Camille Reidt s’inspire des graines végétales, Noémie Pilo des haïkus, Boryana Petkova de notre respiration corporelle… Une inventivité à couper le souffle effectivement. Si le rez-de-chaussée nous plonge d’emblée dans un univers du faire numérique, le premier étage propose plutôt des environnements, des machines inventées par les artistes, tout en rendant hommage au métier à tisser et aux premières cartes perforées, ancêtres du code. Ainsi pénètre-t-on le cabinet de toilettes en fil (conducteur de cet étage), tout à claire-voie de Philipp Schaerer et Reto Steiner ; se voit-on confrontés à la machine à tricoter de Varvara & Mar, ou à un prototype de jupe noire conçue par Jeanne Vicerial, grâce à la « tricotisseuse ». On peut s’intéresser aux déformations produites sur la figure de Mickey, par Matthew Plummer Fernandez. Ou sur le passage du virtuel au réel dans l’installation généreuse, colorée, de Laureline Galliot.
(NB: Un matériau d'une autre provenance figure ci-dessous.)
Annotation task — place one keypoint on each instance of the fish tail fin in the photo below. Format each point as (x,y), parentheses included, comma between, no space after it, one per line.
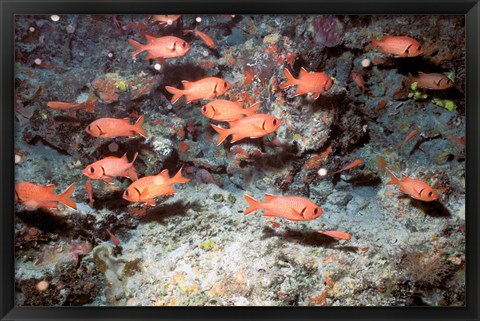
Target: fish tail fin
(411,79)
(177,93)
(178,178)
(223,133)
(138,127)
(373,44)
(132,173)
(252,109)
(134,158)
(65,199)
(290,79)
(253,204)
(394,179)
(138,46)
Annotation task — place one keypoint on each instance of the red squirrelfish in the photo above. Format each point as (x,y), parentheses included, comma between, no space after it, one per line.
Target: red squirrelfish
(34,196)
(163,47)
(336,234)
(89,188)
(255,126)
(206,88)
(113,127)
(109,167)
(315,82)
(292,208)
(147,188)
(225,110)
(434,81)
(415,188)
(88,106)
(206,38)
(400,46)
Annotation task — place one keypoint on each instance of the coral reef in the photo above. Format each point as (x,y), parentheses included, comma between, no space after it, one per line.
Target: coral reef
(196,247)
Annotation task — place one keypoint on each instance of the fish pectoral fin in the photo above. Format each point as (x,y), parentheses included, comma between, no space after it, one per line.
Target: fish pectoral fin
(269,197)
(164,174)
(150,202)
(107,180)
(101,132)
(169,191)
(408,48)
(236,137)
(300,92)
(303,72)
(269,214)
(299,214)
(51,204)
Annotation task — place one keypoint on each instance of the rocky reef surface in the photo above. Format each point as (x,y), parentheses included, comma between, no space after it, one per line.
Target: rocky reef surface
(197,247)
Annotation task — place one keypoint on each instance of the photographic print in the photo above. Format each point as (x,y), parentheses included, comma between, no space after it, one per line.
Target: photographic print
(240,160)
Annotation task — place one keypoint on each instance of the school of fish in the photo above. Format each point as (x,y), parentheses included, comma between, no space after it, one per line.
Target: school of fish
(243,122)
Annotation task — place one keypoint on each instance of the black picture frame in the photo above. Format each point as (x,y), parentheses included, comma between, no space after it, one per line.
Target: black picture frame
(469,8)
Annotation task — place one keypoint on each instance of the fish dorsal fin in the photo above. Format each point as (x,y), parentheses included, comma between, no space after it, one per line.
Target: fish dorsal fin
(297,213)
(186,84)
(164,174)
(239,104)
(233,123)
(303,72)
(50,188)
(269,197)
(150,38)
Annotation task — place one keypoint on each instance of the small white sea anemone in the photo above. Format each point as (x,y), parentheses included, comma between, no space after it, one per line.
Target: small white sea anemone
(322,172)
(365,63)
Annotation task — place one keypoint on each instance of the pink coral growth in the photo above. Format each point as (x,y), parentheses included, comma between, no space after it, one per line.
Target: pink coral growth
(328,30)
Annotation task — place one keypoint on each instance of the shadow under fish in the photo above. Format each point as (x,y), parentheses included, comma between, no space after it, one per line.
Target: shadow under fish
(162,212)
(433,209)
(307,238)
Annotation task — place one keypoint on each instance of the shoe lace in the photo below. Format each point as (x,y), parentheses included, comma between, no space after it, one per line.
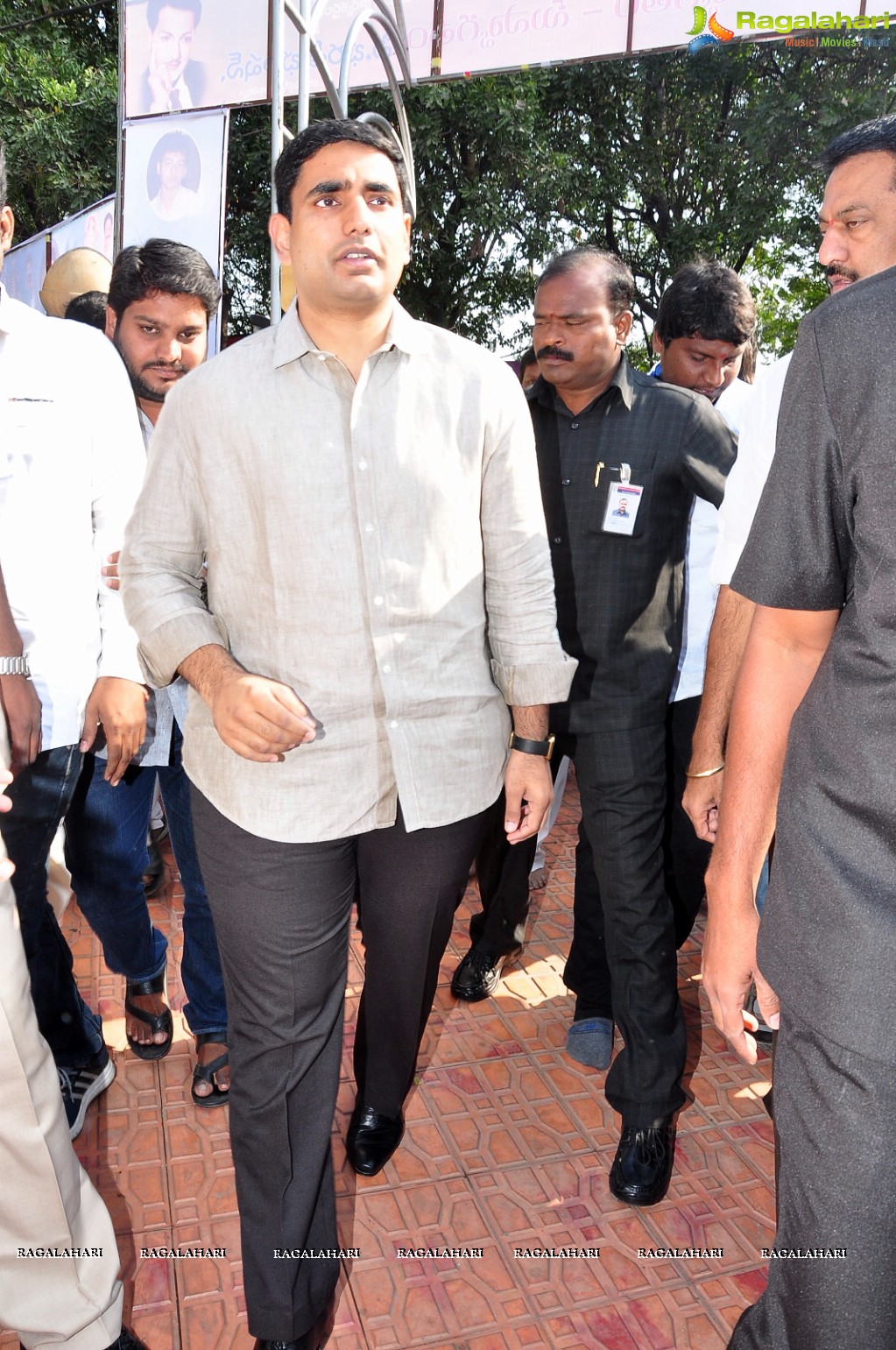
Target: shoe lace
(482,960)
(651,1145)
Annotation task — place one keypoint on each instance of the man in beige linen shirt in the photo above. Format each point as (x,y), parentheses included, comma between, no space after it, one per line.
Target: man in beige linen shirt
(379,590)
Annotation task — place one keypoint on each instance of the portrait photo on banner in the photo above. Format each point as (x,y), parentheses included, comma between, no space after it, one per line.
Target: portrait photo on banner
(194,54)
(174,181)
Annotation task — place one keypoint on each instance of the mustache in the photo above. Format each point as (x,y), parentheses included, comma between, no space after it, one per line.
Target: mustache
(836,270)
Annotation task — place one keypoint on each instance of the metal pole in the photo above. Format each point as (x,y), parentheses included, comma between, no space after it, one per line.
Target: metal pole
(276,67)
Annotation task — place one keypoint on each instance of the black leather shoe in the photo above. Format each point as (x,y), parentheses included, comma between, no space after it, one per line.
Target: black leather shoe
(371,1140)
(314,1339)
(127,1340)
(643,1165)
(479,972)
L’exposition se clôt symboliquement sur un somptueux tapis suspendu, aux couleurs chatoyantes, de Faig Ahmed qui montre bien l’apport des nouvelles technologies à la tradition, mais on demeure encore dans l’objet concret et sa matérialité… Car sur un écran numérique, des algorithmes génératifs projettent la cosmogonie infinie, d’Antoine Schmitt. Que retenir de tout cela ? Que la création n’est pas forcément un acte solitaire puisqu’il peut s’avérer le fruit d’une réflexion collective. Qu’il ne faut pas avoir peur de la science ni des nouvelles technologies, lesquelles peuvent aider à renouveler les formes traditionnelles, et même ouvrir de nouvelles pistes à l’imaginaire. Enfin que laisser faire à la machine ce qui prendrait un temps non négligeable à l’individu doit être considérée comme une avancée, et pourquoi pas un signe de modestie. Après tout, nous sommes bien au Musée des arts modestes.